GO-Bio round 8 – Dr Johannes B. Woehrstein – Ludwig Maximilian University of Munich – Faculty of Physics – Chair of Rädler (Experimental Physics - soft condensed matter)

Beneficiary: Ludwig Maximilian University of Munich
Funding: GO-Bio Phase I (01.01.2019 bis 30.09.2021, 3.328.699 Euro)

Project Description

One reason cancer is so difficult to fight is because it is constantly changing and is extremely varied. Patients usually exhibit a mix of cancer cells with differing levels of aggression. Cell biologists refer to the heterogeneity of a tumour. For a therapy to be as effective as possible, doctors aim to identify the most aggressive cells in a patient's body to be able to attack them.

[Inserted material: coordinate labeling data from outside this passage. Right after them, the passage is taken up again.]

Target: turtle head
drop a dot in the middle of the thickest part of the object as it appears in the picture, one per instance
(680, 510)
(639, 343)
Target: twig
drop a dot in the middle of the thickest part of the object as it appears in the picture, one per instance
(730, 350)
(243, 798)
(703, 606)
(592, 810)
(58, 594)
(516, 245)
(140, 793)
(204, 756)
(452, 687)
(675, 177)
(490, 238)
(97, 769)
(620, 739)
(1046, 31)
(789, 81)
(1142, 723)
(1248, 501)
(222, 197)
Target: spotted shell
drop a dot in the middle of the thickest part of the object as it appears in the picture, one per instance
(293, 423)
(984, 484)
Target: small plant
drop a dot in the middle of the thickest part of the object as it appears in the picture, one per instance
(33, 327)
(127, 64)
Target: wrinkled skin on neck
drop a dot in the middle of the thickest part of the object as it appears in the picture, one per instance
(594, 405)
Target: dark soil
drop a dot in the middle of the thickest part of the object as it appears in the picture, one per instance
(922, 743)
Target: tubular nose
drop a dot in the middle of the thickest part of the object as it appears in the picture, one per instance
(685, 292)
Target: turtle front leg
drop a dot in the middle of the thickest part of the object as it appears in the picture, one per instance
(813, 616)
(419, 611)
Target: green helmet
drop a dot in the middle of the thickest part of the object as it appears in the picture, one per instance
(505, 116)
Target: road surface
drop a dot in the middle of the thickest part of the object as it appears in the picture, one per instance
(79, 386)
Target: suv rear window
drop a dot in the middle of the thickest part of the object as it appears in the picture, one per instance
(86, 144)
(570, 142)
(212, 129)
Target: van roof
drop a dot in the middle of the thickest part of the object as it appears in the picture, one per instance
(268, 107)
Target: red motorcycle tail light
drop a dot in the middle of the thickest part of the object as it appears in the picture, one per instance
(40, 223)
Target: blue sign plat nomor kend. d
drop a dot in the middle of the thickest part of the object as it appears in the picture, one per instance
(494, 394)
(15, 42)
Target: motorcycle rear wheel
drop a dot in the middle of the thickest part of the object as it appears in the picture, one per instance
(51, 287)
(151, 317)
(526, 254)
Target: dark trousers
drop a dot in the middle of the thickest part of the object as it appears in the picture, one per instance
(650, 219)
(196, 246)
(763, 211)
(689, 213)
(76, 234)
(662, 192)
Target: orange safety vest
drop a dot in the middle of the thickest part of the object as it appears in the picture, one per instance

For the first time, single-cell analysis has made it possible to see the differences between cells. It is one of the most dynamic fields in biotechnology today. The latest generation of bio-analytical methods allow the finest traces of genetic material or proteins to be collected from a cell. Furthermore, procedures have now been developed to capture, isolate and examine many thousands of cells at once. The crux of the common processes: they generally require a sequence of enzymatic steps which often lead to material loss and are prone to error.

The Munich-based scientists, led by Johannes B. Woehrstein from the"DEOXY Technologies" GO-Bio team, have dedicated their work on that issue. The team hope to establish a platform technology which builds on their own florescent nanoparticles, enabling genes from individual cells to be measured quickly and reliably in high-throughput sequences. Thanks to the DEOXY Nanoreporter, it is possible to detect the quantity of messenger RNA molecules (mRNAs) in a known gene, to make them visible and capable of being counted. The process does not use enzymatic steps.The researchers have been developing a microfluidic chip as a “test bed”. Its micro-channels allow for the precise measurement of gene activity in isolated tumour cells removed from a mix. Reagents are employed in that situation to break the cell envelope, leaving only genetic material behind. The process lets the nanoreporters attach to their target mRNA molecules immediately. They subsequently emit a light signal that can be recognised under the fluorescent microscope.

The DEOXY system is accurate and highly sensitive as it can detect known genes instantly. That is why it is suited to the demands of clinical practice: it can be used to analyse more than a thousand cells at once and the activity of more than a hundred genes can be measured simultaneously for each cell. It is therefore very quick and simple to classify tumour cells according to their type and to find the most aggressive ones. Building on that, doctors can then select personalised tumour therapy for each patient. By the end of the first GO-Bio stage, the Munich-based team plans for the measurement system to be fully ready for use in partner clinics. They then also plan to start a company.